Particle size change

The methods can also be divided into the top-down and bottom-up approaches. With the top-down methods, you start with the bulk material, which is then transformed into either relatively thick powder or nanopowder. With the bottom-up, you start with materials that are already dispersed. In other words, the precursors are atomic- or molecular-scale. During the synthesis, these atoms, ions or molecules form clusters that subsequently aggregate into the (nano)particles.

graph TB
  A[Top-down] --> B[Bulk]
  B --> C[Powder]
  C --> D["(Nano)particles"]
  E[Bottom-up] --> F[Molecules]
  E --> FF[Atoms]
  E --> FFF[Ions]
  F --> G[Clusters]
  FF --> G
  FFF --> G
  G --> D

List of methods

Below is a list of methods that were, to some extent, discussed in this course. The methods are ordered according to the classifications given above.

Top-down methods

This group includes:

  • (Standard) ceramic technique
  • Mechanical milling and mechanosynthesis
  • Ultrasonic treatment
  • Thermal decomposition

Interestingly, all of these methods use solid starting materials, although in the ultrasonic technique the precursors are dispersed in a liquid medium.

Bottom-up methods

The bottom-up methods can be further subdivided into solution-based, where the starting materials exist as ions or complexes or some kinds of colloid particles in the respective solutions, and gas-phase condensation (vapor deposition) methods featuring the precursors as the components of the gaseous phase.

graph TB
  A[Bottom-up] --> B[Solution syntheses]
  A --> C[Vapor deposition]

Solution syntheses

This broad group of synthesis techniques is also known as "Low Temperature", "Chimie Douce", or soft chemical methods because of the (generally) lower, then in the standard ceramic technique, process temperatures.

There are two to three main stages in a typical solution synthesis:

  1. Preparation and processing of the precursor solutions
  2. Dehydration / solvent removal
  3. Annealing (optional)

While the third stage doesn't change much between methods, the first two may vary significantly, so they are what actually differentiates the methods within this group of synthesis approaches.

Solution synthesis methods include those that differ mostly in the preparation, mixing and treatment of the precursor solutions:

  • Coprecipitation
  • Hydrothermal synthesis
  • Sol-gel synthesis
  • Microwave-assisted synthesis
  • Antisolvent precipitation

The following three solution synthesis techniques use supercritical fluids as solvents:

  • Rapid Thermal Decomposition (of precursors) in Solution (RTDS)
  • RESS (Rapid Expansion of a Supercritical Solution)
  • Supercritical antisolvent precipitation (SAS)

The distinctive features of the following methods are the temperatures and the conditions of solvent removal:

  • Cryochemical synthesis
  • Spray drying
  • Spray pyrolysis
  • Combustion syntheses, including:
    • Pechini
    • modified Pechini
    • solution combustion syntheses
    • gel combustion
    • organic-nitrate methods
    • etc.

Gas phase syntheses

graph TB
  A[Vapor deposition] --> B["Chemical (CVD)"]
  A --> C["Physical (PVD)"]

All the condensation, or vapor deposition, methods can be subdivided into chemical and physical.
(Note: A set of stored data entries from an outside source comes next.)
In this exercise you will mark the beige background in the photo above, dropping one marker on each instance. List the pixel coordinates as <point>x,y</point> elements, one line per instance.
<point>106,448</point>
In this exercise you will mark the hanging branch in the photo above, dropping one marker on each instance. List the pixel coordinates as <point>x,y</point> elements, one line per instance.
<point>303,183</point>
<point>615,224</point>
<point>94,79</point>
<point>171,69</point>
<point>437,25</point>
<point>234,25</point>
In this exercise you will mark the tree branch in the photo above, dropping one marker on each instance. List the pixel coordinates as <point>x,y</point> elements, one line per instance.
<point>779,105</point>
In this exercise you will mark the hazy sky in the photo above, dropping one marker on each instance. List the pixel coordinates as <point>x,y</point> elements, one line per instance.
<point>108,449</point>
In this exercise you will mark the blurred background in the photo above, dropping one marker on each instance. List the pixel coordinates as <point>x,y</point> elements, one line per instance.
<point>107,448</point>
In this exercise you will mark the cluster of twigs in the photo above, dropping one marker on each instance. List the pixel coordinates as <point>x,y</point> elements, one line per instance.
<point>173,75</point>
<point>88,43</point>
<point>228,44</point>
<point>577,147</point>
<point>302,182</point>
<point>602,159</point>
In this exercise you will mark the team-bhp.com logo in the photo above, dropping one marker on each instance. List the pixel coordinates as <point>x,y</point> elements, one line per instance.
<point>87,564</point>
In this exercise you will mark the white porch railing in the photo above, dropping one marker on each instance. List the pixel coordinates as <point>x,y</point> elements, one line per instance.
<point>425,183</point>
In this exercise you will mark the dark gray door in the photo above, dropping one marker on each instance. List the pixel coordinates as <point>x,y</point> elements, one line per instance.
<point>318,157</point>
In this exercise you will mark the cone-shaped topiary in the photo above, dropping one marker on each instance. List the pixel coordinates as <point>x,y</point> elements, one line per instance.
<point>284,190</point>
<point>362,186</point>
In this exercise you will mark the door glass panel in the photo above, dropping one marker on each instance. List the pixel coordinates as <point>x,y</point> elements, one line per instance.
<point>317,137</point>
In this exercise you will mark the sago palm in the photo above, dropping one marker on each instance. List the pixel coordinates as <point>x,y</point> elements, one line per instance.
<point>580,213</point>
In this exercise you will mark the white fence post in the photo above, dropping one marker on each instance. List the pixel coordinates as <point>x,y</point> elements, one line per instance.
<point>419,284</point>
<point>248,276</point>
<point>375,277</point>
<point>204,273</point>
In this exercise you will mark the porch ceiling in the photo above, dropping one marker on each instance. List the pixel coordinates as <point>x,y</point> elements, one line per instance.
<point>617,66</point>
During the chemical condensation, as you may have guessed, chemical reaction occurs. Thus, the chemical composition of the gas and resulting solid are different. In contrast, the solid phase produced by one of the physical condensation methods usually possesses the same composition as the corresponding vapor.

  • Chemical methods
    • Chemical vapor deposition (CVD), including:
      • thermally activated CVD
      • plasma-assisted CVD (PACVD, PECVD)
      • metalorganic CVD (MOCVD)
      • photo CVD (PCVD)
    • Flame hydrolysis
  • Physical methods
    • Sputtering and sputter deposition
    • Pulsed laser deposition (PLD)
    • Thermal evaporation
    • Molecular beam epitaxy (MBE)
    • Detonation synthesis
    • Electric explosion of wires